Alvarez, A.M., Gonzalez-Velarde, J.L., De Alba, K., 205. GRASP embedded scatter search for the multicommodity capacitated network design problem. Journal of Heuristics 11, 233–257.

Two strategies are proposed for GRASP: a traditional approach and a memory-based technique. The local search procedure consists in sorting the paths to try to obtain a better distribution with lower cost.

Hirsch, M.J., Pardalos, P.M., Resende, M.G.C., 2006. Sensor registration in a sensor network by continuous GRASP. IEEE Military Communications Conference (MILCOM 2006).

Sensor registration can be seen as the process of removing (accounting for) non-random errors, or biases, in the sensor data. The authors describe a continuous GRASP, when not all data are seen by all sensors, and the correspondence of data seen by the different sensors is not known a priori. The authors test their algorithm on test problems from the literature.

Duarte, A., Martí, R., 2007. Tabu search and GRASP for the maximum diversity problem. European Journal of Operational Research 1780, 1, 71–84.

In this paper, the authors propose a new hybrid heuristic based on the tabu search methodology and incorporating memory structures for both construction and improvement.
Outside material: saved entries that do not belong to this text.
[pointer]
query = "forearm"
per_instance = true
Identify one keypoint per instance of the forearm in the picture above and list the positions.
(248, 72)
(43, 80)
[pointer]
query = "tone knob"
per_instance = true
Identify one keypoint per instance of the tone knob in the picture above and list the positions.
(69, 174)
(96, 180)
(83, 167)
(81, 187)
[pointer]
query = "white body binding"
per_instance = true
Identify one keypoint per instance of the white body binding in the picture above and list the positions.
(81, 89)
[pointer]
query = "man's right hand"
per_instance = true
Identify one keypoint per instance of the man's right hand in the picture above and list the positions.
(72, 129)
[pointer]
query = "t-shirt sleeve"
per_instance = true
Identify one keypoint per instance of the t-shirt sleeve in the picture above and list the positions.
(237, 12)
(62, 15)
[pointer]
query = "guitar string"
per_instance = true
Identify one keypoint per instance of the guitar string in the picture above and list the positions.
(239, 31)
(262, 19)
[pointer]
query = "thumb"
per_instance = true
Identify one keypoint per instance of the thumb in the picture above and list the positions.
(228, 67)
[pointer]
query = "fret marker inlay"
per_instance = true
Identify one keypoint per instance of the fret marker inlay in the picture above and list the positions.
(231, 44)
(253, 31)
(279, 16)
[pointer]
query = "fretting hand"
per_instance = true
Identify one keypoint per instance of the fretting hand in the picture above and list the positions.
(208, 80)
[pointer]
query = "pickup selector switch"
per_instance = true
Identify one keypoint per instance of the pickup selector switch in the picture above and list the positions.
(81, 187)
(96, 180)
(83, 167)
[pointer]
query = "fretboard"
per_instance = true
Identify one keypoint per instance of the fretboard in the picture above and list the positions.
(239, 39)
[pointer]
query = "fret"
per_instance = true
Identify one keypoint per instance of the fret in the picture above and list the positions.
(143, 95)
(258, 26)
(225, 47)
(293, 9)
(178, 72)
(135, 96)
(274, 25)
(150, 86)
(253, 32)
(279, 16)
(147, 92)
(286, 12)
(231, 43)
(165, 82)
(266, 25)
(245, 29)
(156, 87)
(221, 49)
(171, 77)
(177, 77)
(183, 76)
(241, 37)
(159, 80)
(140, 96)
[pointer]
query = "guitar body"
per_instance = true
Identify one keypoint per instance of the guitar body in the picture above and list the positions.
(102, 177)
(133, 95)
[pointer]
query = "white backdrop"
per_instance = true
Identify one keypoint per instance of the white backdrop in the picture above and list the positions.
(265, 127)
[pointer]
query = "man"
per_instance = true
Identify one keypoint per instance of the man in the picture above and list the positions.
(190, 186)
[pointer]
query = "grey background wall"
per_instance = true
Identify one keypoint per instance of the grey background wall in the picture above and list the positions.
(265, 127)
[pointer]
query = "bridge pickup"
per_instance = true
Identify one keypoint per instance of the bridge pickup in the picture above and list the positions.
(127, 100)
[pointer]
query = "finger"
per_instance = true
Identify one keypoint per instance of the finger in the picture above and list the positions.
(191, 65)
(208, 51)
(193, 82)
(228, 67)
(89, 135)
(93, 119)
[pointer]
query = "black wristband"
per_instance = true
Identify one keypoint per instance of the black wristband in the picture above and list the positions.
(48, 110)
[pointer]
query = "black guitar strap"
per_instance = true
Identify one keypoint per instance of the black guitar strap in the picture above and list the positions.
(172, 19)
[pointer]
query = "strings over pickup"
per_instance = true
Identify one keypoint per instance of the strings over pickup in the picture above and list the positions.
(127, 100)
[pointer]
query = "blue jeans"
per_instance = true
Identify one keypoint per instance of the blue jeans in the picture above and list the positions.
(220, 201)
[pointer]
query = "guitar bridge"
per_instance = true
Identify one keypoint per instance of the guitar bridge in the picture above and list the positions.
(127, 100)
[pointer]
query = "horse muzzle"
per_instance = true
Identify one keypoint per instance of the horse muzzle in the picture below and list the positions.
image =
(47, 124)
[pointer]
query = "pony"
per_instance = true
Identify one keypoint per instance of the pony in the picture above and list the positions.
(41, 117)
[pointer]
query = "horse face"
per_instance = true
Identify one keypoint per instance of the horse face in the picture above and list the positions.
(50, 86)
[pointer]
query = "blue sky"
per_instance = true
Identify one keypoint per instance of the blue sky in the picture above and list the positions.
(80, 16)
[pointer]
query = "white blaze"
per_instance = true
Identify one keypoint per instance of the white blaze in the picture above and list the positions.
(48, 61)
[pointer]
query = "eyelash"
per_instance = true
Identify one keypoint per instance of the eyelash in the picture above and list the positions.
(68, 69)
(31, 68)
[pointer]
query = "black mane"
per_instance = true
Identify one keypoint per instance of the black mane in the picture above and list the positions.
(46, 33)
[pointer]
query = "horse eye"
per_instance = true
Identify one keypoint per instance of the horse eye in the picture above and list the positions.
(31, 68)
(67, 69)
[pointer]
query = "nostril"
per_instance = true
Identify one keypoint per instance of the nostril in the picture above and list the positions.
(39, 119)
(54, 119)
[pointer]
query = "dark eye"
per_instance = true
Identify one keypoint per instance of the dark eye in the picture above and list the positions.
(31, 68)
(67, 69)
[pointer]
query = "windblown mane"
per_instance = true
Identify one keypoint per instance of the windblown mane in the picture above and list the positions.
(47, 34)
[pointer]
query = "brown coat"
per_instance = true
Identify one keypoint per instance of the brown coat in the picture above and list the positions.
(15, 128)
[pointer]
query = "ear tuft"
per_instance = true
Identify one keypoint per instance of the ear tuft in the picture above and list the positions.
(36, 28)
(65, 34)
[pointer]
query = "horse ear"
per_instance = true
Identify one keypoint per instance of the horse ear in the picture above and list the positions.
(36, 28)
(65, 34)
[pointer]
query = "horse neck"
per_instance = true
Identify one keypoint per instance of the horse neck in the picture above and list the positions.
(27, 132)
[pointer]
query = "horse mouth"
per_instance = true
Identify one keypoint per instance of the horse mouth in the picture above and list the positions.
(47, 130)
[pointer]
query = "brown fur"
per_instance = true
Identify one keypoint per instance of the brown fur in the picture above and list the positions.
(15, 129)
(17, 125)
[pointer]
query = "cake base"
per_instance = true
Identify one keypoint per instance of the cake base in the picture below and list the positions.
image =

Hirsch, M.J., Pardalos, P.M., Resende, M.G.C., 2008. Solving systems of nonlinear equations with continuous GRASP. Nonlinear Analysis: Real World Applications. Published online March 12, 2008. doi: 10.1016/j.nonrwa.2008.03.006.

A method for finding all roots of a system of nonlinear equations is described. It uses continuous GRASP (C-GRASP). Given a nonlinear system, the authors solve a corresponding adaptively modified global optimization problem multiple times, each time using C-GRASP, with areas of repulsion around roots that have already been found. The heuristic makes no use of derivative information.

Resende, M.G.C., Martí, R., Gallego, M., Duarte, A., 2008. GRASP and path relinking for the Max-Min diversity problem. Computers and Operations Research.

The max–min diversity problem (MMDP) consists in selecting a subset of elements from a given set in such a way that the diversity among the selected elements is maximized. It has applications in the social and biological sciences. This paper proposes a GRASP with path relinking heuristic for finding approximate solutions to the MMDP. To appear.